A la educación se le piden cambios en el corto plazo, como si al girar y girar el timón de un trasatlántico ese sólo hecho hiciera que cambiara de rumbo inmediatamente. Por eso los objetivos de la educación se plantean en el mediano y en el largo plazo y se van interiorizando en la cultura escolar y en la comunidad a lo largo de los años. Y se le piden a la escuela hábitos y conductas que deben venir en ciernes desde el huerto familiar. De modo que los educadores solemos estar entre un cruce de caminos.
De una parte, una creciente demanda de soluciones prontas y prácticas empujadas por disciplinas que, por su propia naturaleza, tienen efectos más cortoplacistas, y se obnubilan por el afán de actuar. La tecnología, por ejemplo, ha transformado el acto de aprender y el acto de enseñar radicalmente; sin embargo, ha impreso sobre nuestras vidas una fuerte influencia de inmediatez, eficacia y competencia con los que la escuela ha tenido que lidiar haciendo más difusa la frontera entre lo que es educativo y lo que no lo es.
Y de otra, una frecuente incomprensión de las familias que, presas del miedo y la incertidumbre y la compulsión porque sus hijos sobresalgan sobre los demás se olvidan de los demás.
He defendido durante mi vida de educador un espacio propio para la escuela primaria y secundaria, en donde se pueda y sea posible comprender antes que juzgar y se pueda interpretar antes que controlar, y se pueda persuadir antes que imponer. La complejidad de lo humano y al mismo tiempo su total contingencia pueden ser mejor orientados, con un acercamiento más consanguíneo al propio misterio de orientar la infancia o de orientar la adolescencia. Un acercamiento más despacioso pudiéramos decir antes que efectista.
A mi juicio, eso se logra si recuperamos para el sector docente el centro del hecho educativo porque (entre muchas razones), finalmente somos nosotros los que estamos la mayor parte del tiempo con nuestros estudiantes. Y por supuesto, apoyarnos en las ciencias que nombro como auxiliares de nuestra labor y no creer que, sin ellas, nos desvanecemos.
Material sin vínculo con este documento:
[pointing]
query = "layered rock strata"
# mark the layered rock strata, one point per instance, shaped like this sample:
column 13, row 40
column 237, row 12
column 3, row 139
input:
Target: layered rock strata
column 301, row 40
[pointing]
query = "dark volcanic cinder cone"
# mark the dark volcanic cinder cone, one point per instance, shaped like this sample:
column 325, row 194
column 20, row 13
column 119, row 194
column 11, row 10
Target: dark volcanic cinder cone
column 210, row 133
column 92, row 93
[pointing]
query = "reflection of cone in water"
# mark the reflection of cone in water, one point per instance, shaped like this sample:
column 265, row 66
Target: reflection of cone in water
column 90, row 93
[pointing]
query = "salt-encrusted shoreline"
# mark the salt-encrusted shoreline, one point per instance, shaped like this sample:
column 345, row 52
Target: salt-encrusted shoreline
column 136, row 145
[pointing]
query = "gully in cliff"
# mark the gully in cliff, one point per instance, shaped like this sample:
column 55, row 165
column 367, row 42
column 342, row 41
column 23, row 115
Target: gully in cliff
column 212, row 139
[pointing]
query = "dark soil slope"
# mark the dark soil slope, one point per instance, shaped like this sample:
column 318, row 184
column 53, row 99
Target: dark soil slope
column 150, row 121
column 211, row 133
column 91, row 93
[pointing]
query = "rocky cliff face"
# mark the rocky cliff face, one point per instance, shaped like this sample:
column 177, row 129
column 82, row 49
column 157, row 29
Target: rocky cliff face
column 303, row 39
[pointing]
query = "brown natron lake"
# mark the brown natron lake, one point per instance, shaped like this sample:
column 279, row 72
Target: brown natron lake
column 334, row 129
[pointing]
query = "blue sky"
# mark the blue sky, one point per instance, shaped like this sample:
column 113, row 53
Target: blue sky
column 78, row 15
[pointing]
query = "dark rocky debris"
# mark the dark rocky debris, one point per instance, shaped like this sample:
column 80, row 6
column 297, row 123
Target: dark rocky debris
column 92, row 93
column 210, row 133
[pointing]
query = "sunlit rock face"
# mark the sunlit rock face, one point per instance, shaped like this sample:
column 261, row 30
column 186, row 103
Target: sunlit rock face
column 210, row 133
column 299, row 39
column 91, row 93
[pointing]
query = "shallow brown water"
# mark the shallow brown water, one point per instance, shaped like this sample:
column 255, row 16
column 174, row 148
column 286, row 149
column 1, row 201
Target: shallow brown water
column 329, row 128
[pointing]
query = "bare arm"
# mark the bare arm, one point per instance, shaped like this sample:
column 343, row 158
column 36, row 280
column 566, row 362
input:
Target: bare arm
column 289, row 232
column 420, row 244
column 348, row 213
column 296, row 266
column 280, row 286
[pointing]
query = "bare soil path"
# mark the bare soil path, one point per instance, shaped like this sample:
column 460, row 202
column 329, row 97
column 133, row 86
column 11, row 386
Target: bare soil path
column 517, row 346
La escuela es un campo de experimentación diaria. No significa que no sepamos los maestros que otras disciplinas nos pueden ayudar a cumplir mejor nuestra función. Y que en ese sentido es sano dialogar con ellas y aprender de ellas. Pero tiene uno la sensación, desde hace años, que hemos sido cooptados poco a poco por las convulsas veleidades del despiste generalizado y las frivolidades allende nuestros campus. Nos falta valor para mirarlas críticamente. Y así nos va.